‘Working for Women’
The wide range of issues women face in the working world — from equal pay to attitudes about motherhood to the question of whether surrogate mothers should be considered paid workers — continues to evolve globally as women’s voices are being heard more now than ever before.
Among those at the forefront of women’s impact on global labor policies today is Eileen Boris, Hull Professor of Feminist Studies at UC Santa Barbara. In the midst of Women’s History Month, Boris traveled to Geneva, Switzerland, for the March 13 launch of a new book she co-edited. Published by Brill and the International Labour Organization (ILO), it is part of “The Century Project,” which commemorates the ILO’s centennial.

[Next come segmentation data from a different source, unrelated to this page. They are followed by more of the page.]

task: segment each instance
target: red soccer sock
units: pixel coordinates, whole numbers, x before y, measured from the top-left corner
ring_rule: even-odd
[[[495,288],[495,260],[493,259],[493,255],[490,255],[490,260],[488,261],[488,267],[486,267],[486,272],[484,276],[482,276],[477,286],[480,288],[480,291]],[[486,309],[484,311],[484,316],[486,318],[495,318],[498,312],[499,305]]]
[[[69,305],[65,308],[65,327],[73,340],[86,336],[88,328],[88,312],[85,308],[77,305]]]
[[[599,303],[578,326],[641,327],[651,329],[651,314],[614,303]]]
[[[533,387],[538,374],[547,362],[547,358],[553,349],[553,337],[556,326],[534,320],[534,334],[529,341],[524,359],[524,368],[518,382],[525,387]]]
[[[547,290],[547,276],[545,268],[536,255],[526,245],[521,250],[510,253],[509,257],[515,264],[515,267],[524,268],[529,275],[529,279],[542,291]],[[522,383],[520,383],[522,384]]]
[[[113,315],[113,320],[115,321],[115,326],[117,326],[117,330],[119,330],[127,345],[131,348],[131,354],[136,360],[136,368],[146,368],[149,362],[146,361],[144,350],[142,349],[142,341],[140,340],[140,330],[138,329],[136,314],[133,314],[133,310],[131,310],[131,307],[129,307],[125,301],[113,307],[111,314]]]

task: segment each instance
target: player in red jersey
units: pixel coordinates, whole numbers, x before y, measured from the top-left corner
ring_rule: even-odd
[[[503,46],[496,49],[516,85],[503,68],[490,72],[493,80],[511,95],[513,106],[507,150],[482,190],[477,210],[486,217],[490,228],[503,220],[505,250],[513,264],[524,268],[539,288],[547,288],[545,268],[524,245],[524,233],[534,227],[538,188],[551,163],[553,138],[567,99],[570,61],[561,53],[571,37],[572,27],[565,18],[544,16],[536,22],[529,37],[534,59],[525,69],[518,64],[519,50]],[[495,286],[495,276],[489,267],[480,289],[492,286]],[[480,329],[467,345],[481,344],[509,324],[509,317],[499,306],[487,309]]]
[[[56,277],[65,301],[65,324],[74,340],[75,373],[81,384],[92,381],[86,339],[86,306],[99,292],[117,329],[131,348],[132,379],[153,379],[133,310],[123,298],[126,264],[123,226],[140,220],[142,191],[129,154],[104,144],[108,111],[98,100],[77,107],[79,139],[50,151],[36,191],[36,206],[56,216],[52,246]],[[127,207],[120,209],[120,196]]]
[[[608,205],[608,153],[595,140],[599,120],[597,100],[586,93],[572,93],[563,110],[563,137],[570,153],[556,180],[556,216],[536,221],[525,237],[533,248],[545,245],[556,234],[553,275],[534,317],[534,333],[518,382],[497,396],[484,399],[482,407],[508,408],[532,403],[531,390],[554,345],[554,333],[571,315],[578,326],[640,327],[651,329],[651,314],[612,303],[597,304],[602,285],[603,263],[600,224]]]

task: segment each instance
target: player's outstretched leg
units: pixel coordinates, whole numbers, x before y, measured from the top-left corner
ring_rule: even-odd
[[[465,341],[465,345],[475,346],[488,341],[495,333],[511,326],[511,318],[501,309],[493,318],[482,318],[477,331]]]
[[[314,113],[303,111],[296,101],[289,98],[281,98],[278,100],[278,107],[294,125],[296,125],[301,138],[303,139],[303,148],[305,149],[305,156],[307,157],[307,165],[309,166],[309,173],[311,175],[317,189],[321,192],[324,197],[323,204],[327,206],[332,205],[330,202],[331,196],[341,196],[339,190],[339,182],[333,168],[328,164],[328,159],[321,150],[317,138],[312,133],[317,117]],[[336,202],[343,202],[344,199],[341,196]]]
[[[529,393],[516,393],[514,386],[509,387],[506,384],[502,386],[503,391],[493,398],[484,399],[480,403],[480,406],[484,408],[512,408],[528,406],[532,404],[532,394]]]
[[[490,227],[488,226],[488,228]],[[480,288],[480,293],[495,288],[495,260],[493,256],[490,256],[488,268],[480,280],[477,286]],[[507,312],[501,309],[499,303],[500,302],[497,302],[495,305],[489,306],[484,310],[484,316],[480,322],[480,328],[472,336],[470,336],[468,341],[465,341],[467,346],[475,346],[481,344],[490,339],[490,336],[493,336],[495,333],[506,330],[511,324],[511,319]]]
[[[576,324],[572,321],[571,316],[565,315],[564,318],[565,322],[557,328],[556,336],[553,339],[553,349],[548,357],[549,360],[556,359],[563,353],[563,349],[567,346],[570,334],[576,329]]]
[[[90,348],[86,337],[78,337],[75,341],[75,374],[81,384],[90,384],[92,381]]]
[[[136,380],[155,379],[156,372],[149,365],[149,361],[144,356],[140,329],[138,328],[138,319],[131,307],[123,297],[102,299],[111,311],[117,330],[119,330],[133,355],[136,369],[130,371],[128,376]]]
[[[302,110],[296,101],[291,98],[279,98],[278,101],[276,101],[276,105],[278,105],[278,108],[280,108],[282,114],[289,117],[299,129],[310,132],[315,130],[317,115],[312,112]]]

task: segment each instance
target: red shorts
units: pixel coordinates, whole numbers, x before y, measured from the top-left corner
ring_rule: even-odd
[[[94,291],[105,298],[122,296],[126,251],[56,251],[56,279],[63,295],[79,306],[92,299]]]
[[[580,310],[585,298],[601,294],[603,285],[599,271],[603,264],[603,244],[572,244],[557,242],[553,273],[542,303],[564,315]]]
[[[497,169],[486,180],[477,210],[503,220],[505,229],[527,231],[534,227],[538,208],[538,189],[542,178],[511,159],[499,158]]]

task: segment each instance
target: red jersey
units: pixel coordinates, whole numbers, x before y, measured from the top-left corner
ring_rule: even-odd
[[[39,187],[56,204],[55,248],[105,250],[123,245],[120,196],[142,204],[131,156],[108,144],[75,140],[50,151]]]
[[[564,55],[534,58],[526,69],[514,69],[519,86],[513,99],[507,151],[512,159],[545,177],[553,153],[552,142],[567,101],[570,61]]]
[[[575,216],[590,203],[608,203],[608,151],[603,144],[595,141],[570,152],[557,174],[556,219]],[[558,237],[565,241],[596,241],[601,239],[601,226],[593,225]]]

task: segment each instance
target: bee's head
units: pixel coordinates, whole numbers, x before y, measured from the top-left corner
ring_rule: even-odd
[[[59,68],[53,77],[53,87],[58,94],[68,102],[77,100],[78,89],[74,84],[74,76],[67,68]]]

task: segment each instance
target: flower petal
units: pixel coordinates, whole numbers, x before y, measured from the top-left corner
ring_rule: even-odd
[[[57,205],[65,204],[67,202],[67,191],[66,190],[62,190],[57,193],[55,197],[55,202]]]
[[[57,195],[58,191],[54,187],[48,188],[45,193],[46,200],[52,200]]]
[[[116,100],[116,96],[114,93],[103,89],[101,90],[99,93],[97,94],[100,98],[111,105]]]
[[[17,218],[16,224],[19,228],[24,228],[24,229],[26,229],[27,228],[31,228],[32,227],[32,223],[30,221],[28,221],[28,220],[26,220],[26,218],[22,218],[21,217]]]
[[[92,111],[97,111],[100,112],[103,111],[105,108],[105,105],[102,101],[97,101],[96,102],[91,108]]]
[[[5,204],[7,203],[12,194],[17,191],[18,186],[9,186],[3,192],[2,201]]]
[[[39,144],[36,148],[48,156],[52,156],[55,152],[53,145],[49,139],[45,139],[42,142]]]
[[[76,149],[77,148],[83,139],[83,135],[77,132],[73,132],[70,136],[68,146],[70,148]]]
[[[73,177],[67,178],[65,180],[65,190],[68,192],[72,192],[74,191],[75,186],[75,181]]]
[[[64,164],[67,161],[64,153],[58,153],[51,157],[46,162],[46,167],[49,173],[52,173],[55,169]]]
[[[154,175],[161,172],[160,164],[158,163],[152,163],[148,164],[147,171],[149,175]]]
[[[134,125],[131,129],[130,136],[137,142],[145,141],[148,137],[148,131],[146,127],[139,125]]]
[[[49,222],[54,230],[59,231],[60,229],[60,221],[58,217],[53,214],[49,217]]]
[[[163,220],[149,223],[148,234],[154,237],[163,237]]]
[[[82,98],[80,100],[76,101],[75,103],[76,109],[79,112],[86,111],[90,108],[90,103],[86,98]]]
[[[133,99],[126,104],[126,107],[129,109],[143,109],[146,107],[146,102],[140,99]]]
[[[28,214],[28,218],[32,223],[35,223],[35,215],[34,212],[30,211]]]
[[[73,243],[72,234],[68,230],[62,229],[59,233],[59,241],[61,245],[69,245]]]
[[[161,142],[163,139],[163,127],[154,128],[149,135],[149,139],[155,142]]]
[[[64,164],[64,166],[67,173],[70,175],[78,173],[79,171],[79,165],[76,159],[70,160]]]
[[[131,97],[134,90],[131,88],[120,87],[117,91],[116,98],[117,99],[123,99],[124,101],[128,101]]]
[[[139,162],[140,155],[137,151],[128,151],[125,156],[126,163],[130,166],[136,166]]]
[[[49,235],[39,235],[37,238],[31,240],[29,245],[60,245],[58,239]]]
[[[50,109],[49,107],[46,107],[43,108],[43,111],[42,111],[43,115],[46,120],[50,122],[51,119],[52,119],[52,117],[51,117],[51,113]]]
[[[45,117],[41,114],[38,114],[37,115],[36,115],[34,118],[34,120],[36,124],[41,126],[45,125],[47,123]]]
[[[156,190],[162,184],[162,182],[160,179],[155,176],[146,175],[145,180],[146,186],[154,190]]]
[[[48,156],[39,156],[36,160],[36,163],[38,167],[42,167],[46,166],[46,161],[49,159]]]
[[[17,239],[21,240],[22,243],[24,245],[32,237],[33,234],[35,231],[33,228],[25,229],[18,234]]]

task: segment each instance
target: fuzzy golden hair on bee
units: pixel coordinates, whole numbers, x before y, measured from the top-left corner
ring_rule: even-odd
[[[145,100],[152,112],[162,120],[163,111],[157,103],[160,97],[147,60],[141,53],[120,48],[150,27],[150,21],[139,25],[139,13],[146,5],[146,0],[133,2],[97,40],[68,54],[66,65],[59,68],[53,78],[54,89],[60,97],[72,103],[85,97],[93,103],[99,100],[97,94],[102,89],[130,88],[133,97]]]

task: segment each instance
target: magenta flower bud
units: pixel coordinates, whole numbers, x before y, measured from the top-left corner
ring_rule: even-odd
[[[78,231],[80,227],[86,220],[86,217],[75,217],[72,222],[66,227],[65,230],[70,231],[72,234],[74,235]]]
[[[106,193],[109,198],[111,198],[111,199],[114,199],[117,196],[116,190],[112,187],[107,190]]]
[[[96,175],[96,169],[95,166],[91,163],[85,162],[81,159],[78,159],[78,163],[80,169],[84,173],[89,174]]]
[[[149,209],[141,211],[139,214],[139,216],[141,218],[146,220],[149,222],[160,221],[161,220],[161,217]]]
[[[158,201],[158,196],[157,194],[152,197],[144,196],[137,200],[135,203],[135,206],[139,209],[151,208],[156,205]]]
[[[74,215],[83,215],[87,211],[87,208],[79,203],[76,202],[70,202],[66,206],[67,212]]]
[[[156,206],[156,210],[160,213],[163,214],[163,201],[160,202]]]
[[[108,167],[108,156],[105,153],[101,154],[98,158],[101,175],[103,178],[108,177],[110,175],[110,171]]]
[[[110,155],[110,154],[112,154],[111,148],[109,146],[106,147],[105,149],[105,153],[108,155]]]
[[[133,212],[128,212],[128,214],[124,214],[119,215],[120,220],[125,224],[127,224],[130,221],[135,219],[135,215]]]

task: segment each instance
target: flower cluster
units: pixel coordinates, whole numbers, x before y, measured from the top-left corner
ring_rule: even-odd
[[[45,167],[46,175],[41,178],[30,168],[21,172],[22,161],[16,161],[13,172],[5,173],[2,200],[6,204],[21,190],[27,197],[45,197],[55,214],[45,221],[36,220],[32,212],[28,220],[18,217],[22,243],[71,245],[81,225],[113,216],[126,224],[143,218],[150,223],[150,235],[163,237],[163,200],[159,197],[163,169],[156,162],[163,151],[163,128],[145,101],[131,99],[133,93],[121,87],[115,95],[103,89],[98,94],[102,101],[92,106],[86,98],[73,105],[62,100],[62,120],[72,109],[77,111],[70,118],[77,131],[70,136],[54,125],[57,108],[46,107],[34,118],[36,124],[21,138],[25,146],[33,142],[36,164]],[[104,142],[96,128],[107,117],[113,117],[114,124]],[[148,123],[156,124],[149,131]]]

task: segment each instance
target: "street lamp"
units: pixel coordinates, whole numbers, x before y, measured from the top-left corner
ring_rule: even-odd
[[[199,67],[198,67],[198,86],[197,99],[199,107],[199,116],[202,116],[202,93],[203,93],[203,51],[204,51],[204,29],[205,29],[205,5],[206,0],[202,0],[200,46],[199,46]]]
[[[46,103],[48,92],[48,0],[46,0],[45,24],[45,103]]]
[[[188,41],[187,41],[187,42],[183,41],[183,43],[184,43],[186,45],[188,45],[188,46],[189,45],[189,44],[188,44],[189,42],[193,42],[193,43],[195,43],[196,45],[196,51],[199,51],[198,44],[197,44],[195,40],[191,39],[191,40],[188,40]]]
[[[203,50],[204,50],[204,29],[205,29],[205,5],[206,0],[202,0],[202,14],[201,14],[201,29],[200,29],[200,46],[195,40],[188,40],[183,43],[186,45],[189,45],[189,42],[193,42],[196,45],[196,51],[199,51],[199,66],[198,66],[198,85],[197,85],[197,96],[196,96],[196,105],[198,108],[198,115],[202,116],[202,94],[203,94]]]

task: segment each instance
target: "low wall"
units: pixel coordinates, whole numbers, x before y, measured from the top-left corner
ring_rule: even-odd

“Women’s ILO: Transnational Networks, Global Labour Standards, And Gender Equity, 1919 to Present” examines the place of women in global labor policies and shares new research on a century of ILO engagement with women’s work. The book examines the role of women’s networks in shaping ILO policies and fighting against gender inequity in the working world.
“This book helps marks 100 years of commitment to social justice and increased promotion of gender equality,” said Boris, who has been involved with the ILO for decades, beginning nearly 30 years ago as an invited expert to a research meeting on home-based work. “This book is coming out at the perfect time.”
“Women’s ILO” includes articles from women writers and historians around the world, focusing on specific women involved in labor movements and the relationship between the ILO and other organizations. Essays address a range of topics, including attitudes toward motherhood in Argentina and their impact on labor regulations there; Italian women’s struggle for equal pay; how women in rural Ghana organized in the 1980s; migrant women caregivers; and the question of viewing surrogacy as paid work. Boris contributed an essay entitled “Equality’s Cold War: The ILO and the UN Commission on the status of women, 1946-1970.”
The book, co-edited by Boris, Dorothea Hoehtker from the ILO and Susan Zimmermann, a professor at Central European University, comes out as women’s work life evolves amid cultural shifts that vary from country to country. According to Boris, women are “pushing back through organizations like the ILO.”
“Today, the issues of women and workers, both paid and unpaid, and equal pay are at the center of working life,” Boris said. “That is a big cultural shift. Low-waged, part-time and temporary work — conditions long faced by women workers — now characterize the gig economy and more and more jobs, making the past of women’s work newly relevant to understanding the future of work.” Apropos for this time of #MeToo and #TimesUp, the ILO has begun discussing gender violence and harassment at work.
Boris noted that though women have made progress, it’s been uneven and unequal internationally. “Women have been the creators of their own lives and have been active in a struggle for better jobs, better living, not only for their themselves but their community,” she said. “There is progress but it has not been a straight line.
“Advances for some women have been at the expense of other women,” Boris continued. “We can see that with empire and colonialism and the ways in which women have left their own families and communities as migrant domestic workers, allowing women in other cities globally to go out to work. A transnational approach provides critical perspectives to understand not only ourselves in the world but in the past, present and future of those who are not like us.”
The ILO brings together governments, employers and workers from 187 member states to set labor standards, develop policies and devise programs that encourage decent work opportunities, enhance social protection and strengthen dialogue on work-related issues. It explores issues like equal pay, home-based labor and social welfare internationally, charts the disparate advancement of gender equity, and highlights how women have affected the process.
Also a distinguished professor of history, of Black studies and of global studies at UCSB, Boris earned her Ph.D. and master’s degrees in American civilization at Brown University. Her areas of expertise include gender, race and class; feminist theory; labor studies; social politics; women, work and welfare; and women’s and gender history. Boris’s current book project, “Making the Woman Worker: Precarious Labor and the Fight for Global Standards, 1919-2019,” is forthcoming from Oxford University Press.